In this study, we explored the potential implementation of time-multiplexing resolution enhancement techniques for improving the quality of PA imaging. Our results demonstrate that, by using optical speckle correlation analysis approaches for probing, it is possible to reconstruct the photoacoustic target image with satisfactory accuracy. Here we successfully showed resolution enhancement for PA targets using both single-point (transducer) and multipoint (camera) detectors. This was achieved by projecting orthogonal base Walsh functions onto the target to induce a PA response. The response was detected either by a transducer or by recording the movement of the speckle patterns by a high-speed camera. The collected PA signals were then analyzed in the frequency domain and utilized for image reconstruction. Our findings demonstrate a high correlation between the reconstructed images and the original targets. Overall, this study demonstrates the potential of resolution enhancement techniques to improve the diagnostic capabilities of optoacoustic imaging. Next steps for the development of this approach involve use of a spatial light modulator for more precise patterns projection and automating the process.
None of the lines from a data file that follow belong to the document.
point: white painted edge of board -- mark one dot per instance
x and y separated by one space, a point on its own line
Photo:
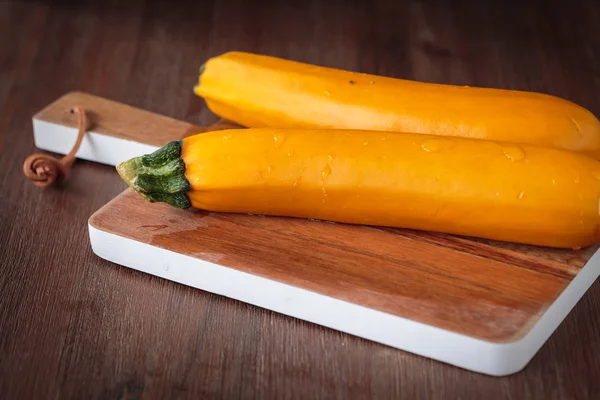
477 355
95 146
462 351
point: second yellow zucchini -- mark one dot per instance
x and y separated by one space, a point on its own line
260 91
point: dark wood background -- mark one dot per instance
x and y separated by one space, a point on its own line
73 326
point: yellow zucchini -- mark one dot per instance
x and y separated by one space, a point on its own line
260 91
517 193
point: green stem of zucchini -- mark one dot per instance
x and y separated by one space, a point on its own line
159 177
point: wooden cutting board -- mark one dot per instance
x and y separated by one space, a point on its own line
478 304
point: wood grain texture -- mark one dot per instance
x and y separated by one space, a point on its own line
73 326
484 289
120 120
388 271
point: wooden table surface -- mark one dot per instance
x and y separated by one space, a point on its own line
74 326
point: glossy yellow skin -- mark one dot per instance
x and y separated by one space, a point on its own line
260 91
486 189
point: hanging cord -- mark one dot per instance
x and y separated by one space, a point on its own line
43 170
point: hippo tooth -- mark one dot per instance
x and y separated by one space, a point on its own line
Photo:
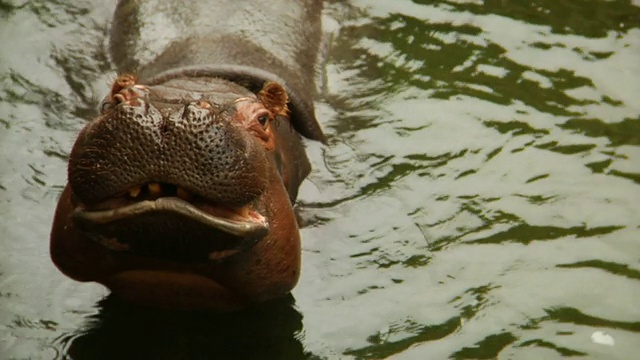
155 189
183 194
134 191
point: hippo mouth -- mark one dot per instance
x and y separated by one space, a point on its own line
167 222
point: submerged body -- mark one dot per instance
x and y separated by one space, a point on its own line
180 192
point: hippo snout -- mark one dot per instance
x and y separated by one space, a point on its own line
195 146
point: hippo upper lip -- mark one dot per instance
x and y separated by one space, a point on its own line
241 226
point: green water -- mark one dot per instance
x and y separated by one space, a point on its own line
479 196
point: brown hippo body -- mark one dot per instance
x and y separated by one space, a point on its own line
180 191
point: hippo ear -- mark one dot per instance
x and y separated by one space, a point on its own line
274 97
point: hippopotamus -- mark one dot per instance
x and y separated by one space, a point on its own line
180 191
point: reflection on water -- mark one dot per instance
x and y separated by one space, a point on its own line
123 331
478 198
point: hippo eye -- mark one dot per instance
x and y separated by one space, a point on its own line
263 120
105 105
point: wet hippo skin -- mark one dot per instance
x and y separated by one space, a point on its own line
180 190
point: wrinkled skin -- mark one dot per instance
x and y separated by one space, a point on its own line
180 191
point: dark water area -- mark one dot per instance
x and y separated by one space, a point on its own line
479 196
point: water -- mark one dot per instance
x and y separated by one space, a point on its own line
478 198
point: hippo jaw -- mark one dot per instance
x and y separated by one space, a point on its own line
156 231
171 227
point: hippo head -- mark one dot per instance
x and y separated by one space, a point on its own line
180 195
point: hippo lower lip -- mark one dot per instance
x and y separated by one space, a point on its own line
249 226
208 232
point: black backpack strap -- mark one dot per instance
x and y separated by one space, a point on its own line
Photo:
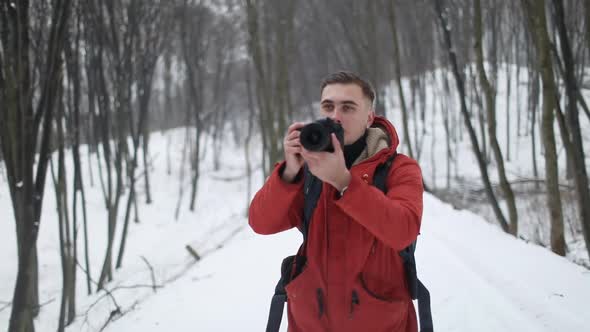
312 188
424 312
290 268
417 290
381 173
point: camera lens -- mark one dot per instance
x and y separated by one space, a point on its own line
315 137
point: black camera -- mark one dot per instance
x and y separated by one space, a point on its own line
316 137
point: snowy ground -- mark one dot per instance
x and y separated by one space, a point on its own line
429 139
480 278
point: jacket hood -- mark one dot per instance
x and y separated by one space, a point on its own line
381 135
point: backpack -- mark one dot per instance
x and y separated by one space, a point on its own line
293 265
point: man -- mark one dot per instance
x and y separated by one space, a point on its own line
354 279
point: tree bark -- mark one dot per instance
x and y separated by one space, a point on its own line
490 105
579 163
442 16
536 18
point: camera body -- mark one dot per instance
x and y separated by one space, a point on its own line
316 136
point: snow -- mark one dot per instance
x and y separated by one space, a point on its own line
480 278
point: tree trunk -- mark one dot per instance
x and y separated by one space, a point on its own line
398 76
472 135
579 164
536 18
490 105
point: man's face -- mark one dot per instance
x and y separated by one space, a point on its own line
347 105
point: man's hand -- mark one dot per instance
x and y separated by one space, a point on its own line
293 148
329 167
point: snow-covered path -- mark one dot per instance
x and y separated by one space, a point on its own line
480 279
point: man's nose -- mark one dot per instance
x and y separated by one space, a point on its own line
336 116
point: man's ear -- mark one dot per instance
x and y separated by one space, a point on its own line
371 118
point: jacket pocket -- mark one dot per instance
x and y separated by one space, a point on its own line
383 275
369 312
305 303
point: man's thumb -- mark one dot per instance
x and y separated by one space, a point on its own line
336 143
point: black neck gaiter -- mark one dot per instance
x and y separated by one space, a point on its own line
352 151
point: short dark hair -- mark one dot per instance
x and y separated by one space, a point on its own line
346 77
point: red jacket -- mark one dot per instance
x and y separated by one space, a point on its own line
353 245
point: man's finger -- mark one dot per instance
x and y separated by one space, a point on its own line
336 143
294 127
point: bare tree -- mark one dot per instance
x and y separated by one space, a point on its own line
536 21
444 26
490 106
579 163
26 130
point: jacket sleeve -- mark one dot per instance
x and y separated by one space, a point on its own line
278 205
393 218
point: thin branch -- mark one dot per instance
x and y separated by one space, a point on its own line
151 272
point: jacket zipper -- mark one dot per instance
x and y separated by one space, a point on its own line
320 298
354 302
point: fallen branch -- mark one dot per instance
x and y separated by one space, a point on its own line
193 252
6 305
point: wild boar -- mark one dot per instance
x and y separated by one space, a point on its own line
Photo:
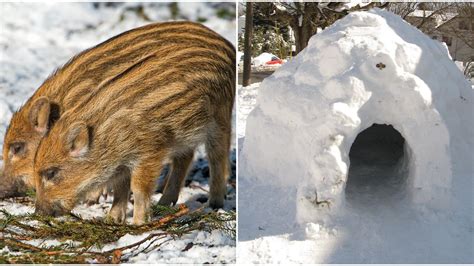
177 95
70 86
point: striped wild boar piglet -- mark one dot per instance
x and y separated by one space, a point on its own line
177 94
68 87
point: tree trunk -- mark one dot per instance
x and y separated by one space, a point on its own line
247 44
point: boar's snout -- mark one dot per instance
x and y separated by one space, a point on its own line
49 209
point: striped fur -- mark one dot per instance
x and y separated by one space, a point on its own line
175 92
Future work could focus on further developing and refining these techniques to improve their accuracy and applicability for a wide range of clinical and research related applications.
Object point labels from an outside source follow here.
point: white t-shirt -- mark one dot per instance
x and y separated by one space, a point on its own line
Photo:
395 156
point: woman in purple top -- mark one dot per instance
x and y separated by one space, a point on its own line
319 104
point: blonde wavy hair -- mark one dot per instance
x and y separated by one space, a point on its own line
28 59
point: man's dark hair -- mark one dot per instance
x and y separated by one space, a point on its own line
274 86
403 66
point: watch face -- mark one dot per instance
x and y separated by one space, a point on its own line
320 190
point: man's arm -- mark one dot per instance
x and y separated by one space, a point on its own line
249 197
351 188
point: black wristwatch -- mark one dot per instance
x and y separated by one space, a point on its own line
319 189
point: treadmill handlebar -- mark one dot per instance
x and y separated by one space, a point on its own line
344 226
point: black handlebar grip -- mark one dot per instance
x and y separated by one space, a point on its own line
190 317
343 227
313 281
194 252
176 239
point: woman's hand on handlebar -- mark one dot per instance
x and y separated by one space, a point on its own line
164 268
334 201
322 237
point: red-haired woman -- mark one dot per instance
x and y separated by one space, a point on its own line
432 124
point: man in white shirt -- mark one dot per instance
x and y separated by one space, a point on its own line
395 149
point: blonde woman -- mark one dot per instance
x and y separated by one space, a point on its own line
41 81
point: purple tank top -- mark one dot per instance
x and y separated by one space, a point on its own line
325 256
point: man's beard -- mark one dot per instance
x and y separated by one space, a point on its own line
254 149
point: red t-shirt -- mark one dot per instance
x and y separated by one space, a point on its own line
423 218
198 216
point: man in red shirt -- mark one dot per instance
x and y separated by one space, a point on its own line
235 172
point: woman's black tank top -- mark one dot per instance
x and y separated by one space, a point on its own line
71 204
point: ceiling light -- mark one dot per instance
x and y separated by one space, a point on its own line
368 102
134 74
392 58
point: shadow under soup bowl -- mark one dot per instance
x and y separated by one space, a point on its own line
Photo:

Note that the camera affects the quality reconstruction by its limited spatial (pixels) and temporal resolution (its frame rate). In this study the speckles were large and were sampled by several pixels of the camera and thus the spatial resolution did not cause reconstruction error. Unlike in the case of using a transducer that has a single pixel. The frame rate of the camera although was quite high affected the quality of reconstruction. Therefore, in the overall the camera affects the reconstruction and adds reconstruction errors. Such errors were calculated by correlating the reconstructed image with the original one. This is presented in Figure S6. Possible ways to overcome the temporal limitations imposed by the camera’s frame rate will be addressed in our future publications.

Also note that the main purpose of this work was to preliminary demonstrate the novel technique itself and provide a basis for its future developments. As this approach is novel, to the best of our knowledge, it was crucial to perform first measurements on test, samples in order to provide well-founded demonstration of such technique and confirm that it is indeed provides us with reasonable results. The outcome of our work proves that it is promising to investigate this approach further and more thoroughly as we indeed intend to perform in our future work in this direction.